16. The device of claim 14, wherein the entrance constriction region has a geometric shape of a half-rhombus, half-rectangle, half-square, quarter-square, quarter-rectangle, half-parallelogram, quarter-parallelogram, or half-kite.

17. The device of claim 11, wherein the entrance constriction region is non-angular.

18. The device of claim 1, wherein the plurality of discrete fluid flow channels comprises n fluid flow channels, where n is between 2-20.

19. The device of claim 18, wherein each fluid flow channel n is identified by an integer between 1 and n, and wherein fluid flow channel l and fluid flow channel n each comprise an outer channel wall with a width w and a barrier extension region positioned at the channel entrance region with a width of between about w and about 10 w.

20. The device of claim 19, wherein the barrier extension region has a width between about w and about 5 w.

21. The device of claim 1, wherein the substrate is nitrocellulose.

22. The device of claim 1, wherein each capture zone comprises a different capture reagent.

23. The device of claim 22, wherein each capture zone comprises a capture reagent for an infectious agent.

24. The device of claim 23, wherein the infectious agent is selected from respiratory syncytial virus, influenza A virus, influenza B virus, and human metapneumovirus.

25. The device of claim 23, wherein the infectious agent is a Borrelia species.

26. The device of claim 23, wherein each capture zone comprises a capture reagent for a drug of abuse.

27. The device of claim 26, wherein the drug of abuse is selected from fentanyl, buprenorphine, oxycodone, and 7-aminoclonazepam.

28. The device of claim 22, wherein each capture zone comprises a capture reagent to discriminate bacterial from viral infection.
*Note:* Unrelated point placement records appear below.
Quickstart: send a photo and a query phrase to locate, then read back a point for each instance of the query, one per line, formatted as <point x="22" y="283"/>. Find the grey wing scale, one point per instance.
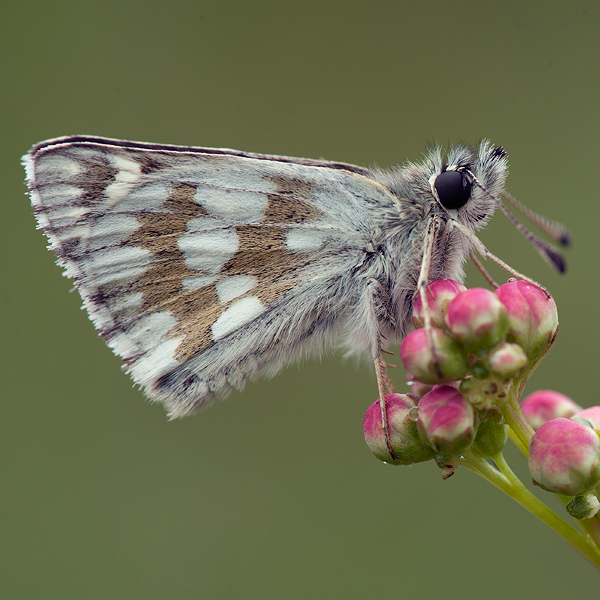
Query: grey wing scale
<point x="203" y="268"/>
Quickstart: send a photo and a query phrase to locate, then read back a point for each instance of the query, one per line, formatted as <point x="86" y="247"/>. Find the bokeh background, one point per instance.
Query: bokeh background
<point x="273" y="493"/>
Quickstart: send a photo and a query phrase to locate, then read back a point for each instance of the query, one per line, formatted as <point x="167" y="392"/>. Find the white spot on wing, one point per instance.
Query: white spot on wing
<point x="149" y="337"/>
<point x="50" y="166"/>
<point x="56" y="194"/>
<point x="129" y="171"/>
<point x="115" y="264"/>
<point x="208" y="245"/>
<point x="237" y="315"/>
<point x="232" y="287"/>
<point x="110" y="230"/>
<point x="241" y="206"/>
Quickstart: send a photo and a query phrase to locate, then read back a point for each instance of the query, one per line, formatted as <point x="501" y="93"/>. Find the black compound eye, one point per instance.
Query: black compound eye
<point x="453" y="189"/>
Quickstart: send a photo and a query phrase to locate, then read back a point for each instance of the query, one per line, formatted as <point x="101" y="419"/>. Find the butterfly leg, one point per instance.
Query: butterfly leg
<point x="382" y="312"/>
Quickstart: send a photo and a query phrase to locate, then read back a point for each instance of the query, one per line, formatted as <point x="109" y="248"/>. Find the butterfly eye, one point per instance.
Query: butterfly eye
<point x="453" y="189"/>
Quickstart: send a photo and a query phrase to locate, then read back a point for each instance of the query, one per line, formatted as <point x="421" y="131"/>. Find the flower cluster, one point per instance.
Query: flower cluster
<point x="564" y="451"/>
<point x="468" y="360"/>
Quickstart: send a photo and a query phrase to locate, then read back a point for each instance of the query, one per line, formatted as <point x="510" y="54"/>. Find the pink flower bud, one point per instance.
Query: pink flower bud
<point x="446" y="361"/>
<point x="508" y="360"/>
<point x="416" y="387"/>
<point x="545" y="405"/>
<point x="477" y="319"/>
<point x="532" y="318"/>
<point x="447" y="420"/>
<point x="591" y="414"/>
<point x="404" y="437"/>
<point x="439" y="294"/>
<point x="564" y="457"/>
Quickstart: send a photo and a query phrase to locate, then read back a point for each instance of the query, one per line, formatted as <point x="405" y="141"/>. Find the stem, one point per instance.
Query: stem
<point x="509" y="483"/>
<point x="513" y="415"/>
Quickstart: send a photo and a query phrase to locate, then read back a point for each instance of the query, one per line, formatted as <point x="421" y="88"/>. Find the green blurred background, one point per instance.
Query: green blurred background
<point x="273" y="494"/>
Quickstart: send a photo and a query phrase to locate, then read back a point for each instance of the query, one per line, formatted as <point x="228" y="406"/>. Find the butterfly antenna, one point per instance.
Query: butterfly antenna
<point x="553" y="229"/>
<point x="552" y="256"/>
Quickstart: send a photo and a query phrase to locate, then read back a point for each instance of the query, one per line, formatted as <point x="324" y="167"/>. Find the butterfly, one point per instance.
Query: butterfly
<point x="205" y="268"/>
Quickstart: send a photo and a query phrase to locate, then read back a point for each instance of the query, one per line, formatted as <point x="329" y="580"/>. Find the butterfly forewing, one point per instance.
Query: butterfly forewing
<point x="202" y="268"/>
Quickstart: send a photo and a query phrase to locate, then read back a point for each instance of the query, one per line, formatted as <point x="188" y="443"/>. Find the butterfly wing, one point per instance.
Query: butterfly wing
<point x="204" y="268"/>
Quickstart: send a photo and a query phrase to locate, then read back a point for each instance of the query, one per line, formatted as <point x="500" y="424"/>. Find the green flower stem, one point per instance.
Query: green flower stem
<point x="513" y="415"/>
<point x="520" y="433"/>
<point x="504" y="479"/>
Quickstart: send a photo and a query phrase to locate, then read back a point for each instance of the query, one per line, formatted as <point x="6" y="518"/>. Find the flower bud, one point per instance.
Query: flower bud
<point x="477" y="319"/>
<point x="564" y="457"/>
<point x="592" y="415"/>
<point x="545" y="405"/>
<point x="585" y="506"/>
<point x="404" y="437"/>
<point x="446" y="361"/>
<point x="508" y="360"/>
<point x="416" y="387"/>
<point x="439" y="294"/>
<point x="447" y="420"/>
<point x="532" y="318"/>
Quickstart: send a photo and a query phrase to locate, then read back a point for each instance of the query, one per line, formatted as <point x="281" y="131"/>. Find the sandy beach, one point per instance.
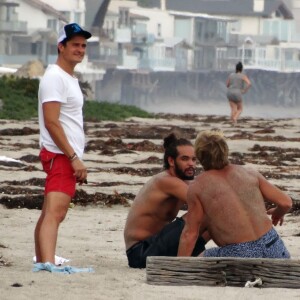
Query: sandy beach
<point x="121" y="157"/>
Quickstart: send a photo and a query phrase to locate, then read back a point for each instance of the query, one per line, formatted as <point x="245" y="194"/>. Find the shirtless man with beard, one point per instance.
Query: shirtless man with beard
<point x="152" y="227"/>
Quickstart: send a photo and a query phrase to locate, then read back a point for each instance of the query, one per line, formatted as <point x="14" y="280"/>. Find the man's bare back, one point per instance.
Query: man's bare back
<point x="229" y="201"/>
<point x="154" y="207"/>
<point x="235" y="200"/>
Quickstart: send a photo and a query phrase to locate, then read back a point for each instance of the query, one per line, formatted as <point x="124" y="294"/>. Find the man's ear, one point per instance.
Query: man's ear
<point x="60" y="46"/>
<point x="171" y="161"/>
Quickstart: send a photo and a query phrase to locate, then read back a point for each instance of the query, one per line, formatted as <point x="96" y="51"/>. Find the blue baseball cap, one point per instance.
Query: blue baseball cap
<point x="71" y="30"/>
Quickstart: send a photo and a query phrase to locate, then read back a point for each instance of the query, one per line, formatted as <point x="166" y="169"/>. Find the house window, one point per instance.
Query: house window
<point x="67" y="15"/>
<point x="159" y="30"/>
<point x="52" y="23"/>
<point x="124" y="16"/>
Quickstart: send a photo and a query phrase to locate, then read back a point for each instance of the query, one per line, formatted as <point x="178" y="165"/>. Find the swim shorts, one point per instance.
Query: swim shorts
<point x="60" y="174"/>
<point x="164" y="243"/>
<point x="234" y="95"/>
<point x="269" y="245"/>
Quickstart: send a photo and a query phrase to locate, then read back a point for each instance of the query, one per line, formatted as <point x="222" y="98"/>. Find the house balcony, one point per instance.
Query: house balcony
<point x="13" y="27"/>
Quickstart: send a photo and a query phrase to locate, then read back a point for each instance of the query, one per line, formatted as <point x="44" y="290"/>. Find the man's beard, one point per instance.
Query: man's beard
<point x="181" y="174"/>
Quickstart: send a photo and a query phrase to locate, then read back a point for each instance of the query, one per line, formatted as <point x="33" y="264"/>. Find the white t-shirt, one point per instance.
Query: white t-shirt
<point x="58" y="85"/>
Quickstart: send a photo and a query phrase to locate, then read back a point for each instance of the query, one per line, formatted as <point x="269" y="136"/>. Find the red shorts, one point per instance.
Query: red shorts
<point x="60" y="174"/>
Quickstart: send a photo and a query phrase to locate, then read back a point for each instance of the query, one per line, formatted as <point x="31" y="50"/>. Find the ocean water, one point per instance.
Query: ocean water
<point x="223" y="109"/>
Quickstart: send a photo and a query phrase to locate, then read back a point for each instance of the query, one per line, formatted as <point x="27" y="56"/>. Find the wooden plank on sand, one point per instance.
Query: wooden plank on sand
<point x="224" y="271"/>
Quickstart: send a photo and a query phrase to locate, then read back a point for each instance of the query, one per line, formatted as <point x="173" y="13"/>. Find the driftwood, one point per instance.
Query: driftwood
<point x="238" y="272"/>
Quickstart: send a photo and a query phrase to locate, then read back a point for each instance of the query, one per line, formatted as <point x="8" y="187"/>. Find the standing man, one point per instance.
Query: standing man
<point x="237" y="84"/>
<point x="61" y="137"/>
<point x="151" y="228"/>
<point x="228" y="201"/>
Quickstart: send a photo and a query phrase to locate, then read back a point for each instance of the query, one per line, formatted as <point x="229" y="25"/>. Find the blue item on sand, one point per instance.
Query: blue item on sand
<point x="55" y="269"/>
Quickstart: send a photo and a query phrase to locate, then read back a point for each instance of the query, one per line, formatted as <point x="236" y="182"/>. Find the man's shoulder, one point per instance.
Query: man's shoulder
<point x="164" y="178"/>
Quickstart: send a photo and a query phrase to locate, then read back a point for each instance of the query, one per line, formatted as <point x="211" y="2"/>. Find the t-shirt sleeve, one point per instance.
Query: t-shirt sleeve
<point x="52" y="88"/>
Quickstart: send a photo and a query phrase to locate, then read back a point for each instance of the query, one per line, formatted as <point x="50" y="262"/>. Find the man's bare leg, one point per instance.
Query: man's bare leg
<point x="55" y="208"/>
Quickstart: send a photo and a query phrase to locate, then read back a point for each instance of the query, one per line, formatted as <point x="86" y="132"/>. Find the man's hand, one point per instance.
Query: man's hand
<point x="80" y="171"/>
<point x="276" y="216"/>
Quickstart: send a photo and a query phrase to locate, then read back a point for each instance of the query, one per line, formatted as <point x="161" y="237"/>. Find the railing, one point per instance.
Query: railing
<point x="13" y="26"/>
<point x="166" y="64"/>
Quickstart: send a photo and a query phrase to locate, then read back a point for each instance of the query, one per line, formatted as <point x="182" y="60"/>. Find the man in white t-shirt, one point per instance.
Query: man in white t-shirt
<point x="61" y="137"/>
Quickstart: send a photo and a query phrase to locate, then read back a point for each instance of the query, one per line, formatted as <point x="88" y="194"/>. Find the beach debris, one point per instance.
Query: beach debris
<point x="256" y="282"/>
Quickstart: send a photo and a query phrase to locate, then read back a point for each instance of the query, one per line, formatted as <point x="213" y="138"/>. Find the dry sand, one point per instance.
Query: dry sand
<point x="92" y="235"/>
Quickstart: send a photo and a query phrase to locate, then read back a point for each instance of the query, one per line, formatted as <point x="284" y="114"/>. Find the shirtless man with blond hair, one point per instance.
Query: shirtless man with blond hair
<point x="152" y="228"/>
<point x="228" y="201"/>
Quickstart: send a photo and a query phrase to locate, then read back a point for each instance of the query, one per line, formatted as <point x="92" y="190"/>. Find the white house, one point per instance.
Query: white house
<point x="73" y="10"/>
<point x="24" y="37"/>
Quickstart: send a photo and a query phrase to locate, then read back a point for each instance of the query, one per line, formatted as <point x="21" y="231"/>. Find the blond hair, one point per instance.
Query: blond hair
<point x="211" y="149"/>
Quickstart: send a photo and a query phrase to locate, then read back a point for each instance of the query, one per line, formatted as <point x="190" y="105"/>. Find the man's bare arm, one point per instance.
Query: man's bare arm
<point x="273" y="194"/>
<point x="51" y="111"/>
<point x="175" y="187"/>
<point x="192" y="228"/>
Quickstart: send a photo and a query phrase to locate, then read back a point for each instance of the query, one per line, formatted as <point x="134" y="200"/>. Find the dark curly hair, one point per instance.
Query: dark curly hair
<point x="239" y="67"/>
<point x="171" y="142"/>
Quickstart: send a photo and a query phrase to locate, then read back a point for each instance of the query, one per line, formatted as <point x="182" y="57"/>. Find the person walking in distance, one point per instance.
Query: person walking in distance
<point x="237" y="84"/>
<point x="61" y="138"/>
29. The device of claim 28, wherein the capture reagent comprises a reagent that binds or interacts with tumor necrosis factor-related apoptosis-inducing ligand (TRAIL), C-reactive protein (CRP), interferon-gamma-induced protein-10 (IP-10), Radical S-Adenosyl Methionine Domain Containing 2 (RSAD2), MX dynamin like GTPase 1 (MX1 or MxA), MX dynamin like GTPase 2 (MX2 or MxB), neutrophil gelatinase-associated lipocalin (NGAL), and procalcitonin (PCT).

30. The device of claim 22, wherein the capture reagent is a (i) monoclonal or a polyclonal antibody, (ii) a fragment of TRAIL, CRP, IL-10, RSAD2, MX1, MX2, NGAL, PCT or (iii) a fragment of an infectious agent.
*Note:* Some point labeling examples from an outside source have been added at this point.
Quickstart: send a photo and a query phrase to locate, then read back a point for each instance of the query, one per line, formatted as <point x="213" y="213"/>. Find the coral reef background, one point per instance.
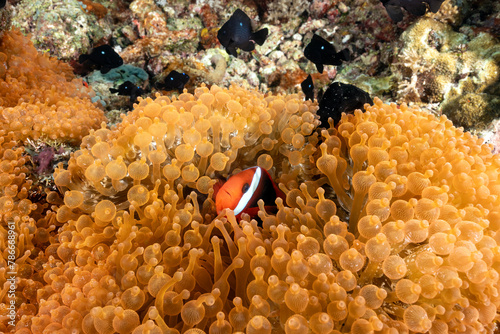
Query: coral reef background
<point x="391" y="220"/>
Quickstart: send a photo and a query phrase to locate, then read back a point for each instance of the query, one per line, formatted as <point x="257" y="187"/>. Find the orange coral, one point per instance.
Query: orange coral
<point x="142" y="250"/>
<point x="39" y="96"/>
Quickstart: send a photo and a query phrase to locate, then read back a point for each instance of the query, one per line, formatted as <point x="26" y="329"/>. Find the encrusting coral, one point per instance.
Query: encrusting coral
<point x="390" y="226"/>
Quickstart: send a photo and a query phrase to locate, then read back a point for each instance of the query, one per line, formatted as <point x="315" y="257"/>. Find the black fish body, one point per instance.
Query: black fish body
<point x="321" y="52"/>
<point x="237" y="33"/>
<point x="308" y="88"/>
<point x="128" y="89"/>
<point x="104" y="57"/>
<point x="175" y="80"/>
<point x="340" y="98"/>
<point x="414" y="7"/>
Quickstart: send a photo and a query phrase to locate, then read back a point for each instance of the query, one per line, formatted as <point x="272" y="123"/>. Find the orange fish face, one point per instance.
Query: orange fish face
<point x="233" y="190"/>
<point x="242" y="191"/>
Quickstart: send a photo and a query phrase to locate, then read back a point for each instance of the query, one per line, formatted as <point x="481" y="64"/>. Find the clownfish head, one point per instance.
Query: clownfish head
<point x="242" y="191"/>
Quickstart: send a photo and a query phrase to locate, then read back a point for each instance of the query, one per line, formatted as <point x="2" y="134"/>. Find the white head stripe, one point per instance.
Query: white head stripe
<point x="248" y="195"/>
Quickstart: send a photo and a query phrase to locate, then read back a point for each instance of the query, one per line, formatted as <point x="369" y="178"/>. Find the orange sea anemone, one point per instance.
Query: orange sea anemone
<point x="389" y="225"/>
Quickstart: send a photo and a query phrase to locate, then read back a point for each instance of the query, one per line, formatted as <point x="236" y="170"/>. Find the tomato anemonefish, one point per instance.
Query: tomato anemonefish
<point x="242" y="191"/>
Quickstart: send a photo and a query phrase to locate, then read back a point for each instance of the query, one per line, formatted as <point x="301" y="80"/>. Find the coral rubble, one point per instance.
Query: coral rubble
<point x="390" y="226"/>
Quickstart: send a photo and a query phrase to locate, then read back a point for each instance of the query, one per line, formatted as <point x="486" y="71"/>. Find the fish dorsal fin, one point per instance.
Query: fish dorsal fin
<point x="247" y="196"/>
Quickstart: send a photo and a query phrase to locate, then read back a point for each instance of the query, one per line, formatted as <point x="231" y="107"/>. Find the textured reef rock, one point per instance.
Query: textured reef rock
<point x="65" y="28"/>
<point x="460" y="71"/>
<point x="390" y="222"/>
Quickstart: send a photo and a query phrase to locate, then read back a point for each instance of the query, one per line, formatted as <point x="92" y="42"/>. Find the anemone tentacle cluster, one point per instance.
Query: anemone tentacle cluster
<point x="390" y="224"/>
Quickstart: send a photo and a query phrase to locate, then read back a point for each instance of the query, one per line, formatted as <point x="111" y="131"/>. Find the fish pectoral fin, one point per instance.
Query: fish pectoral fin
<point x="83" y="58"/>
<point x="260" y="36"/>
<point x="232" y="51"/>
<point x="319" y="67"/>
<point x="248" y="46"/>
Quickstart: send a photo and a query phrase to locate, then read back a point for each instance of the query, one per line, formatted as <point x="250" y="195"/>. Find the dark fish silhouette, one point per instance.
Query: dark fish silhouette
<point x="321" y="52"/>
<point x="128" y="89"/>
<point x="102" y="57"/>
<point x="174" y="80"/>
<point x="237" y="33"/>
<point x="308" y="88"/>
<point x="340" y="98"/>
<point x="415" y="7"/>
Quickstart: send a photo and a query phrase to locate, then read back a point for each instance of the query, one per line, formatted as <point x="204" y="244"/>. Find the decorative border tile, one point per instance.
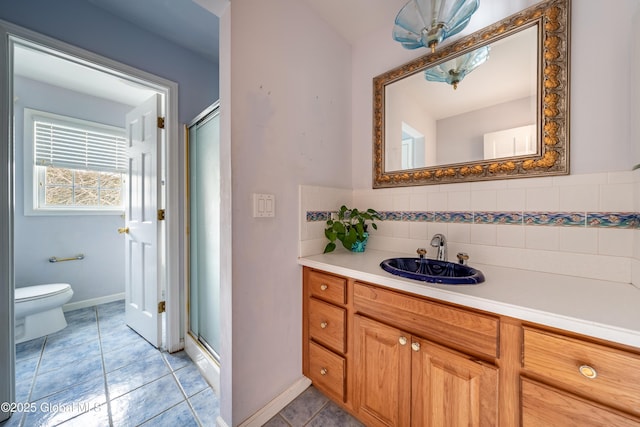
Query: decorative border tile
<point x="500" y="218"/>
<point x="567" y="219"/>
<point x="454" y="216"/>
<point x="613" y="219"/>
<point x="625" y="220"/>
31. The device of claim 1, wherein the substrate is a laminate comprising a hydrophobic material.

32. A method of diagnosing, treating, or both a condition or disorder in a subject, comprising: optionally, diagnosing the condition or disorder, and optionally treating the condition or disorder with a suitable therapeutic agent.

providing a device of any preceding claim,

contacting the device with a biological sample from the subject; and

determining presence or absence of the condition or disorder, and

33. The method of claim 32, wherein the condition or disorder is a bacterial infection, a viral infection, or an addiction or misuse of a drug.

34. The method of claim 33, wherein the viral infection is a respiratory infection.

35. The method of claim 33, wherein the bacterial infection is Lyme disease or sepsis.

36. The method of any one of claims 32, wherein treating the condition or disorder with a suitable therapeutic agent comprises treating with an antibiotic.